Against the wishes of their resistance faction the trio sets out to the ‘Last City’ – home to WCKD’s (World In Catastrophe: Killzone Experiment Department) headquarters – to save their friend Minho (Ki Hong Lee).
Honestly that’s about all I remember. They get to the city, get attacked, run away, get attacked again, flee some more, try again, and on it goes. No disrespect to the source material; there is obviously more to the story but it just gets so convoluted and bogged down by repetitive, recycled clichés.
Wes Ball directed all three Maze Runner adaptations of the James Dashner novels and he should be commended. Visually, the movies have evolved along with Ball’s talents and he no doubt has a reputable career in filmmaking ahead of him. It’s just sad he’s been saddled with so much generic plotting and such a mediocre script here.
The fundamental problem with The Death Cure is it seems to have abandoned any of the intriguing themes that were introduced in the first movie in 2014.

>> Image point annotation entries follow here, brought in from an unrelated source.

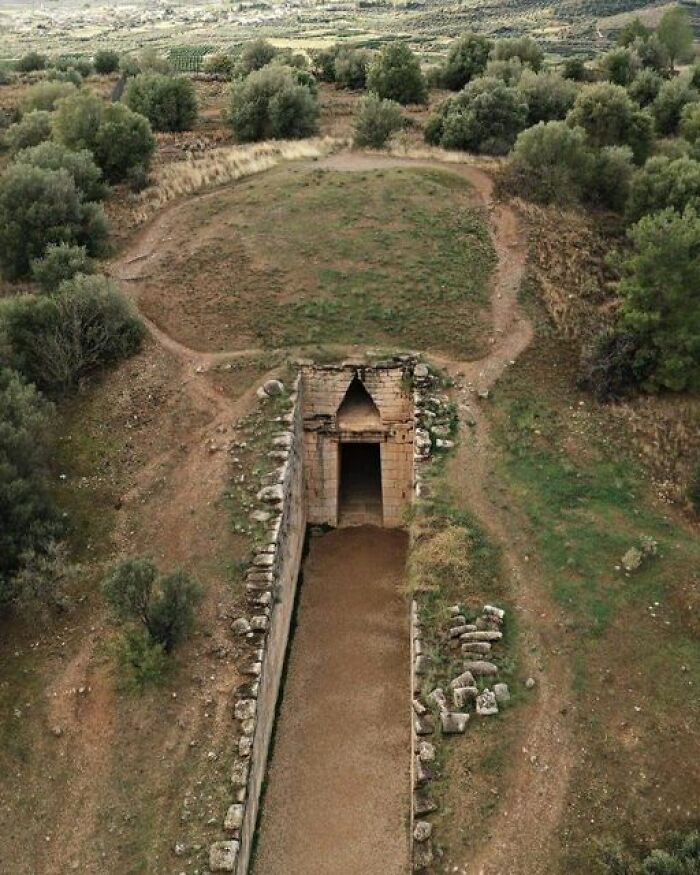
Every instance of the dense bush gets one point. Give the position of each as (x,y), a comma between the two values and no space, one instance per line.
(395,74)
(80,165)
(351,66)
(44,95)
(574,69)
(670,102)
(163,603)
(168,102)
(255,55)
(676,33)
(645,88)
(39,207)
(119,138)
(59,340)
(660,294)
(32,129)
(664,182)
(552,162)
(548,96)
(28,519)
(486,116)
(610,368)
(219,65)
(467,57)
(60,262)
(106,61)
(376,121)
(690,123)
(523,47)
(611,118)
(620,66)
(271,104)
(30,62)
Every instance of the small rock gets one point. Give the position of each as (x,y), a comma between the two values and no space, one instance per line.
(453,722)
(223,856)
(486,704)
(422,830)
(502,693)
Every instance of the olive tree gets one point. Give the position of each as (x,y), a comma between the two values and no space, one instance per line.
(271,104)
(395,74)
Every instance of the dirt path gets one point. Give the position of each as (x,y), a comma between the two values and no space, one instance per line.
(338,783)
(522,832)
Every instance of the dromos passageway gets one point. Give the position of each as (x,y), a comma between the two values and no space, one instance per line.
(338,792)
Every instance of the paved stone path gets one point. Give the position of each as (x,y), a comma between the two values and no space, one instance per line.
(338,791)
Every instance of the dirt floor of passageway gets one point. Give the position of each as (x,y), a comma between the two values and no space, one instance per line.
(338,792)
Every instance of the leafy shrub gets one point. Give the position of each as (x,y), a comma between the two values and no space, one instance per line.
(81,166)
(140,660)
(610,368)
(611,174)
(30,62)
(60,262)
(168,102)
(553,162)
(255,55)
(610,118)
(32,129)
(574,69)
(219,65)
(44,95)
(690,122)
(119,138)
(548,96)
(395,74)
(271,104)
(376,121)
(28,518)
(57,341)
(670,102)
(163,603)
(467,57)
(693,492)
(39,207)
(485,117)
(523,47)
(664,182)
(632,31)
(645,88)
(660,293)
(653,55)
(351,66)
(323,63)
(675,31)
(509,70)
(620,65)
(106,61)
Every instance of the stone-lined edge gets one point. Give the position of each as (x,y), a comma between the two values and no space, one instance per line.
(271,582)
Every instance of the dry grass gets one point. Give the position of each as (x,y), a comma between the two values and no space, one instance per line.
(221,166)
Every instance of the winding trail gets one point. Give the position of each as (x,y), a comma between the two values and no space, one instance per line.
(521,835)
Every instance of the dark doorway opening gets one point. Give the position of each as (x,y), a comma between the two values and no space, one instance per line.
(360,498)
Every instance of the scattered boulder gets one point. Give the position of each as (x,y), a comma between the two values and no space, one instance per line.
(223,856)
(453,722)
(486,704)
(482,668)
(502,693)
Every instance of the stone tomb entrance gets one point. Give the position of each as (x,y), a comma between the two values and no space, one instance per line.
(358,443)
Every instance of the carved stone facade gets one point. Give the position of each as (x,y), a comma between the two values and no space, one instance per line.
(357,419)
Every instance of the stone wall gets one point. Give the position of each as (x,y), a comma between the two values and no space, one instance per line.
(324,388)
(271,584)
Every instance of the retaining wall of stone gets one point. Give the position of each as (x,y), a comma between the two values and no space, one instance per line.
(271,584)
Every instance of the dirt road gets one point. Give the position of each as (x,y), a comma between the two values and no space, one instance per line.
(338,784)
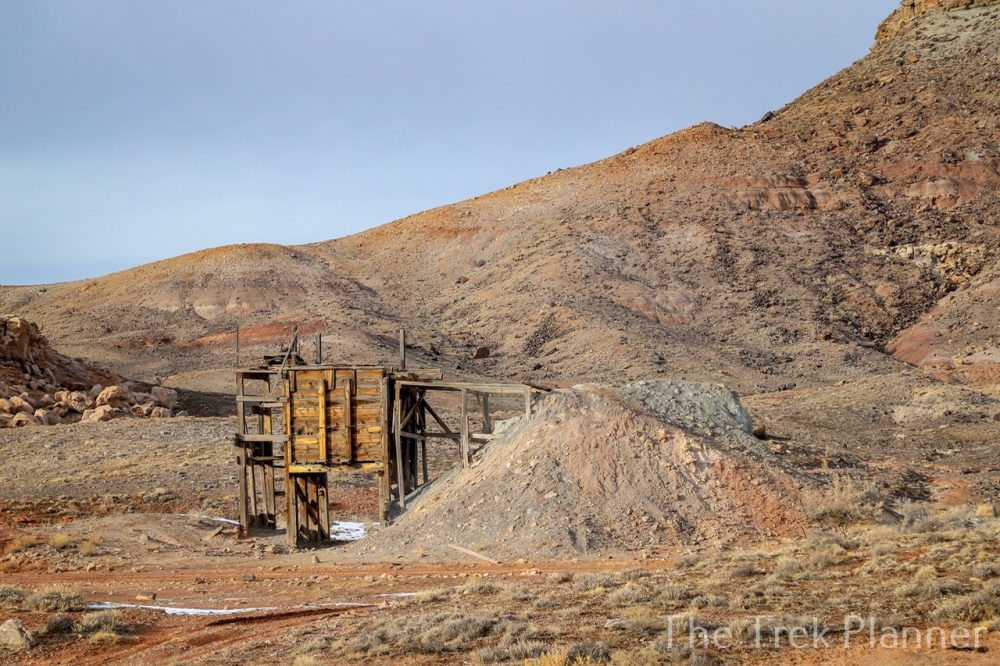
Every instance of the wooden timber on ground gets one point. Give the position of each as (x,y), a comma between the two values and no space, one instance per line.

The Maze Runner presented some thought-provoking aspects reminiscent of the self-governance challenges at play in Lord of the Flies. But after the sequel and this bloated finale any semblance of intelligent storytelling is dropped in favour of bombastic violence at nearly every turn.
At least the acting is decent. O’Brien can certainly pull off leading man status and he’s backed up well by Kaya Scodelario, Thomas Brodie-Sangster, Will Poulter, and Rosa Salazar.
And there’s some clout from the veteran actors as well. Breaking Bad’s Giancarlo Esposito, Canadian Barry Pepper, Patricia Clarkson, and Game of Thrones’ Aidan Gillen each do their best but, again, the script is a complete bore.
Finally, the film is simply too long. At almost two and a half hours there could have been significant trimming when it came to the editing process but the end result is a sprawling cacophony of frantic, albeit well-staged, action.
Diehard fans of the franchise may enjoy this cluttered conclusion but it will be a patience-testing marathon for others. My advice is to read the books.
Maze Runner: The Death Cure only musters 2 1/2 out of 5 pieces of popcorn.
Playing at a theatre near you. Rated PG and is 143 minute long.